A idéia central da páscoa cristã
é a ressurreição de Jesus, o Cristo. Demonstrada a falsidade dessa idéia, a
comemoração perde o sentido. Se não houver morte, não haverá ressurreição. A
morte do corpo humano ocorre quando cessam as funções respiratória, cardíaca e
cerebral; não mais atuam instinto, desejo, vontade, sentimento, pensamento. Ao
processo de integração sucede o de desintegração. Se o cérebro deixa de
funcionar, os procedimentos para revitalizar o organismo são inócuos; quando
muito, recuperam vida vegetativa. A história da medicina e a crônica vulgar
registram casos de morte aparente, perda temporária dos sentidos físicos. A
morte definitiva resulta do processo de mutação universal no mundo físico
citado por Heráclito e Lavoisier. Para o místico, a morte do ser humano
significa passagem do mundo material ao mundo espiritual com o acervo
consciente da personalidade.
O ciclo vital do ser humano
provoca o sonho da eternidade. A bíblia hebraica (antigo testamento) e cristã
(novo testamento) vem embalada neste sonho. A ressurreição faz parte deste
sonho. Da leitura do episódio narrado pelos evangelistas – do qual falta
registro exotérico historicamente válido – verifica-se que Jesus foi retirado
da cruz ainda com vida; que não houve ressurreição e sim artimanha. A
crucifixão serviu para facilitar a aceitação e a difusão da doutrina de Jesus;
com este propósito, foi estabelecida a crença na morte e ressurreição. Herodes
Antipas, tetrarca da Galiléia, autoridade competente para decidir o caso criado
pelo sacerdócio judeu, absolveu Jesus. Pilatos acatou a decisão do tetrarca e
declarou Jesus inocente. Os sacerdotes acusaram o general de proteger um
subversivo e ameaçaram levar o fato ao conhecimento do imperador romano.

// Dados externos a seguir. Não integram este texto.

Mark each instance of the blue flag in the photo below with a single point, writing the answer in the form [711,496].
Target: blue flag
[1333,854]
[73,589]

Pilatos lavou as mãos. Para não se complicar, permitiu a aplicação da lei
romana (morte por crucificação) já que a lei judaica (morte por apedrejamento)

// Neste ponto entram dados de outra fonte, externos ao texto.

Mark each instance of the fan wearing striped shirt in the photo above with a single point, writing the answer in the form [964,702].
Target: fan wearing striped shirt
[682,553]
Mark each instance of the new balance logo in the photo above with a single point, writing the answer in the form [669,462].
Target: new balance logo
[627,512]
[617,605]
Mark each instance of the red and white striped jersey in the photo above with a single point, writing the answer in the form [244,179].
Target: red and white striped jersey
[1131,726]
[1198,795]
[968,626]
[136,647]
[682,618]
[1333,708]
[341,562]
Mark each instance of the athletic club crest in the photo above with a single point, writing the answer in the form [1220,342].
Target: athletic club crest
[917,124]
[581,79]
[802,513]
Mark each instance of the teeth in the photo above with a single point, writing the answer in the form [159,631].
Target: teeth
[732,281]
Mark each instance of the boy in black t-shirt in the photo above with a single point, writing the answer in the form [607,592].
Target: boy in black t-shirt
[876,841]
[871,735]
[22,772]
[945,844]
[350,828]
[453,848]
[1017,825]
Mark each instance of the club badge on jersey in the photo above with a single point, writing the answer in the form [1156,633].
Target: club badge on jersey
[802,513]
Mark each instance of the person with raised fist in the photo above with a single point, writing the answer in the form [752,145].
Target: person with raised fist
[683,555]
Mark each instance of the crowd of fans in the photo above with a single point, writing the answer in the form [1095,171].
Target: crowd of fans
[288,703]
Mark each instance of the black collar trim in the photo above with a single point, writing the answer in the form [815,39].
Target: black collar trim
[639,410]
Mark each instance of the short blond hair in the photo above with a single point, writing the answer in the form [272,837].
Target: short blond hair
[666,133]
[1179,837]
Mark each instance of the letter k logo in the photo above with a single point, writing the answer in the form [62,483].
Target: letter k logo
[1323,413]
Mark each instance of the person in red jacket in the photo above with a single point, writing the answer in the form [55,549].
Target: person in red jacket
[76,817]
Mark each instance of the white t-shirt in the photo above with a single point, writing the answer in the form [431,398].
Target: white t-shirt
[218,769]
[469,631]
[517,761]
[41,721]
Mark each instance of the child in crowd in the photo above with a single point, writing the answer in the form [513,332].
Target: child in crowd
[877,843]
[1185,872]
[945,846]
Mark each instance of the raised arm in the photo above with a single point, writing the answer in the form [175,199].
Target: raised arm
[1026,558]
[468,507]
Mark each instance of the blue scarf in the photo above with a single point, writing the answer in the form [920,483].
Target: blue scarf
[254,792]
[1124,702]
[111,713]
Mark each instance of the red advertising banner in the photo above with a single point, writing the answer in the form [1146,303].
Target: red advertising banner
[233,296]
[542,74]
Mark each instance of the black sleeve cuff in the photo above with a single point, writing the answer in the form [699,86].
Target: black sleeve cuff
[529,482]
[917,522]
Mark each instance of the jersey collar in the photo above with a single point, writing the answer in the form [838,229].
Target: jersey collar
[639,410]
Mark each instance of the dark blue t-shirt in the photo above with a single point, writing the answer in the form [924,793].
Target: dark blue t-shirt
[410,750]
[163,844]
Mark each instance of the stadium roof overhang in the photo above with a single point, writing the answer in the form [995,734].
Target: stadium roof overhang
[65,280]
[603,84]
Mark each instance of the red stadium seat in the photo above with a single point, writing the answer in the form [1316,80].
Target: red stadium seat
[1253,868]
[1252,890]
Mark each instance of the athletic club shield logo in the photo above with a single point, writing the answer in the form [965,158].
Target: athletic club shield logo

não podia ser aplicada – não só por causa da páscoa no sábado – como também por
determinação legal de Roma.
Convicto da inocência de Jesus,
Pilatos autorizou José de Arimatéia a retirar o corpo da cruz sem que lhe
fossem quebradas as pernas. O curto período na cruz foi insuficiente para
causar a morte. Além de Jesus, dois crucificados permaneciam vivos;
quebraram-lhes as pernas para apressar a morte. Pilatos cumpriu o seu dever:
(i) como soldado, perante o imperador, ao permitir que Jesus fosse crucificado
por subversão denunciada pelos sacerdotes; (ii) como civil, perante a sua
consciência, ao permitir que Jesus fosse retirado da cruz ainda com vida. De um
lado, Pilatos atendeu aos judeus; de outro, aos cristãos. O apóstolo Marcos
menciona o testemunho do centurião sobre a morte de Jesus (Mc 15: 44,45),
formalidade que Pilatos validou prontamente. No direito romano, a forma era
essencial à validade de certos atos. O centurião recebera propina para dar esse
testemunho (Mt 28: 12).
Jesus foi socorrido no sepulcro de propriedade de
Arimatéia; mudou o visual para não ser reconhecido pelos fariseus; nem Maria
Madalena o reconheceu (Jo 20: 11,15); os demais discípulos só ficaram
convencidos após verem as feridas deixadas nas mãos de Jesus e assistirem à sua
refeição (Mt 28: 17; Mc 16: 14; Lc 24: 16, 36, 43; Jo 21: 4). Durante sete
anos, aproximadamente, os apóstolos conviveram com um nazareno, homem de
cabelos longos, barba comprida, bigode, vestindo túnica branca e calçando
sandálias. Ao se defrontarem com um homem de rosto liso, cabeça raspada,
vestuário comum, que se apresentava como o rabi crucificado, a reação de
descrédito foi natural e imediata. Cumpridos os votos e a missão, os nazarenos
podiam cortar os cabelos, a barba, o bigode, usar trajes do costume social e
encetar vida comum. Encerrada a sua missão, Jesus retira-se da vida pública e
termina seus dias longe de Jerusalém, ao lado da sua amada.